Thanks for posting El carajillo. I also bought one and have it fitted but hadn't noticed much difference for good or bad, but if its having a positive effect on the cleanliness then that's a good thing


----------



## kikapu (Nov 18, 2012)

Same here not noticed any difference shot wise but when I back flush hardly any coffee is removed (as its not there) also very easy to wipe and remove all coffee from the screen


----------



## gman147 (Jul 7, 2012)

Overall by the time the water saturates the puck prior to pour there isn't much difference showing via a naked PF. However, you can see that water dispersion is more uniform without a PF in-situ; therefore in theory, there should be a more uniform extraction. I think for the price, it's a very worthwhile 'upgrade'.


----------



## Kyle548 (Jan 24, 2013)

What machine do these fit?


----------



## kikapu (Nov 18, 2012)

Kyle548 said:


> What machine do these fit?


Think pretty much all. Ask Charliej he organised the group buy and has the details of the different types avaliable


----------



## El carajillo (Mar 16, 2013)

If you look back at the group buy there is a link to the company and their products and all fitments.


----------



## Kyle548 (Jan 24, 2013)

I checked it, but that doesn't really help when I'm not certain of group specifics.


----------



## aaronb (Nov 16, 2012)

Kyle548 said:


> I checked it, but that doesn't really help when I'm not certain of group specifics.


it's all available on the following site:

http://www.espressoservices.co.uk/ims_filters_and_showers.html


----------



## aaronb (Nov 16, 2012)

but woven or integrated???

that is the question!


----------



## marcuswar (Aug 19, 2013)

I think most people went with woven.
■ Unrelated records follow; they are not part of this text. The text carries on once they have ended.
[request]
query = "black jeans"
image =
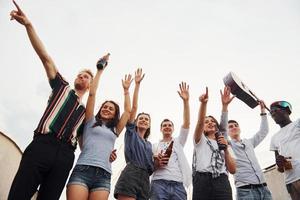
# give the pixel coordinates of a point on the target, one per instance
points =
(46, 162)
(207, 188)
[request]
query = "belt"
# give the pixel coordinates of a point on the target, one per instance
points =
(52, 137)
(250, 186)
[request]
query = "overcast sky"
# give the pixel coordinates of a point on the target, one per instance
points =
(194, 41)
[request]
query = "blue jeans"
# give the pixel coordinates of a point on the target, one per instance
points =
(93, 178)
(167, 190)
(258, 193)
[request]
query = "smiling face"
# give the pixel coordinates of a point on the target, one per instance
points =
(279, 114)
(234, 129)
(107, 111)
(210, 125)
(167, 128)
(83, 81)
(143, 121)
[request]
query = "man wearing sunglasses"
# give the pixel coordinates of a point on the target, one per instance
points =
(286, 145)
(249, 180)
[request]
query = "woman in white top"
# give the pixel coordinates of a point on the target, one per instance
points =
(91, 176)
(212, 158)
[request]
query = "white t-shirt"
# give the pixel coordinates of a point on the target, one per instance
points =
(172, 171)
(204, 154)
(287, 142)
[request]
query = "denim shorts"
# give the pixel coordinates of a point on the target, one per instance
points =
(93, 178)
(133, 182)
(165, 189)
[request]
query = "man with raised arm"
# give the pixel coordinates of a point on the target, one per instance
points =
(249, 179)
(172, 172)
(47, 160)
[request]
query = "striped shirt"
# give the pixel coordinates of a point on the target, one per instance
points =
(64, 112)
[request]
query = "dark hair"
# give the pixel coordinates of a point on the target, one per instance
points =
(148, 130)
(232, 121)
(165, 120)
(111, 123)
(216, 121)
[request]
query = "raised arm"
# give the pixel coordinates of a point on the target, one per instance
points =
(201, 116)
(137, 79)
(264, 126)
(185, 95)
(36, 43)
(126, 114)
(90, 105)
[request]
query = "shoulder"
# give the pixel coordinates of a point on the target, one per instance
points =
(58, 80)
(130, 126)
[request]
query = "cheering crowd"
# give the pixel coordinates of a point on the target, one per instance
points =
(153, 171)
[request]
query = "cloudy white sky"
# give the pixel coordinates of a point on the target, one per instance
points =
(194, 41)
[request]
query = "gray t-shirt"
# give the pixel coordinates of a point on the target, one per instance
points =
(248, 169)
(137, 150)
(97, 145)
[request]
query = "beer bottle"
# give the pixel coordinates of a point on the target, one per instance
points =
(169, 150)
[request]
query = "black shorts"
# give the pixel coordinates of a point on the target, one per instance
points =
(133, 182)
(205, 187)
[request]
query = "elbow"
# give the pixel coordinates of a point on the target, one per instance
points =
(232, 168)
(232, 171)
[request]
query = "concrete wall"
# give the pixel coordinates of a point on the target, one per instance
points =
(276, 184)
(10, 156)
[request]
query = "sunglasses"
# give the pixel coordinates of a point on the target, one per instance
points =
(280, 105)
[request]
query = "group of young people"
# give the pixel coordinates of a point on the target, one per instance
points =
(48, 160)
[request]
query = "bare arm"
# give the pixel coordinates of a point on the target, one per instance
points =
(126, 114)
(90, 105)
(36, 43)
(184, 94)
(229, 162)
(138, 78)
(201, 116)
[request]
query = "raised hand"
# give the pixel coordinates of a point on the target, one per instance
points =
(184, 91)
(19, 15)
(138, 76)
(113, 156)
(160, 160)
(225, 96)
(102, 62)
(204, 97)
(262, 106)
(127, 81)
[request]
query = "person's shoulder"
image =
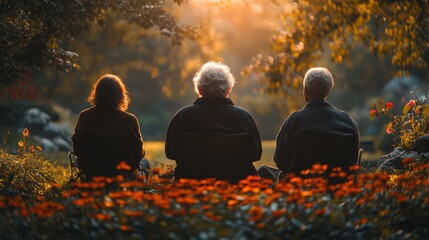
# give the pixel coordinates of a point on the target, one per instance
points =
(186, 109)
(342, 112)
(87, 112)
(126, 115)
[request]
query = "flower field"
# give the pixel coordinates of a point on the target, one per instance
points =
(367, 206)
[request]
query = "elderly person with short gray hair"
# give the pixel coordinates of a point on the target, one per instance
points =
(213, 138)
(318, 123)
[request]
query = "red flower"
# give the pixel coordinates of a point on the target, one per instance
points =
(389, 129)
(389, 105)
(407, 160)
(411, 103)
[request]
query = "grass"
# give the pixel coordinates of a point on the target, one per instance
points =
(156, 155)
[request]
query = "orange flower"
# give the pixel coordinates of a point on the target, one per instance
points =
(125, 228)
(320, 211)
(156, 170)
(407, 160)
(123, 166)
(103, 217)
(354, 168)
(133, 213)
(389, 128)
(360, 201)
(389, 105)
(25, 132)
(411, 103)
(361, 221)
(279, 213)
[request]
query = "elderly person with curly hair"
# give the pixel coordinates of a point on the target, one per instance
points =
(213, 138)
(106, 134)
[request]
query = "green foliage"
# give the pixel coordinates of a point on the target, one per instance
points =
(28, 174)
(36, 33)
(394, 29)
(407, 126)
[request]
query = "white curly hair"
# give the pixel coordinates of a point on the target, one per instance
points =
(214, 79)
(319, 82)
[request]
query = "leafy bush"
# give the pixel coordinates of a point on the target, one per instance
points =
(408, 126)
(28, 174)
(367, 206)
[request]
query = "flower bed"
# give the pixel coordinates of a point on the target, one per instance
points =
(367, 206)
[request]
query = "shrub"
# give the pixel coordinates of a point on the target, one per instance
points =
(28, 174)
(406, 127)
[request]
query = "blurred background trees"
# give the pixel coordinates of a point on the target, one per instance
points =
(268, 44)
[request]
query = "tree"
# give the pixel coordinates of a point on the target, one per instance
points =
(394, 29)
(36, 33)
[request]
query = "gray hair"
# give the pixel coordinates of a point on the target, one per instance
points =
(213, 80)
(319, 82)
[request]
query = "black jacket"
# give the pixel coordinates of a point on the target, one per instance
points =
(317, 118)
(103, 138)
(213, 138)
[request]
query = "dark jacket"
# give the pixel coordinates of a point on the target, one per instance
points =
(103, 138)
(213, 138)
(316, 120)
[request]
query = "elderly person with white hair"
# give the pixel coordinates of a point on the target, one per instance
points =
(213, 138)
(318, 133)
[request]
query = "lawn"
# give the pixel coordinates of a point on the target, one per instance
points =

No idea what benefits one has over the other though


----------



## marcuswar (Aug 19, 2013)

Actually just checked the website and I think it was the integrated one I got not the woven.


----------



## Mrboots2u (May 10, 2013)

I have the integrated on the l1 , the water dispersal pattern looks very pretty and looks more even that the stock one .

I'm not sure I can tell any significant difference in the cup though


----------



## garydyke1 (Mar 9, 2011)

They were a PITA on the sage, the seal between portafilter and group head was compromised to the extend that coffee would make its way onto the group-seal after every shot and require loads more cleaning . I reverted to the standard Sage one and all is good again, minimum clean-up.


----------



## The Systemic Kid (Nov 23, 2012)

Mrboots2u said:


> I have the integrated on the l1 , the water dispersal pattern looks very pretty and looks more even that the stock one .
> 
> I'm not sure I can tell any significant difference in the cup though


With Boots - no problems with the IMS on LI - water dispersion is very even.


----------



## Charliej (Feb 25, 2012)

garydyke1 said:


> They were a PITA on the sage, the seal between portafilter and group head was compromised to the extend that coffee would make its way onto the group-seal after every shot and require loads more cleaning . I reverted to the standard Sage one and all is good again, minimum clean-up.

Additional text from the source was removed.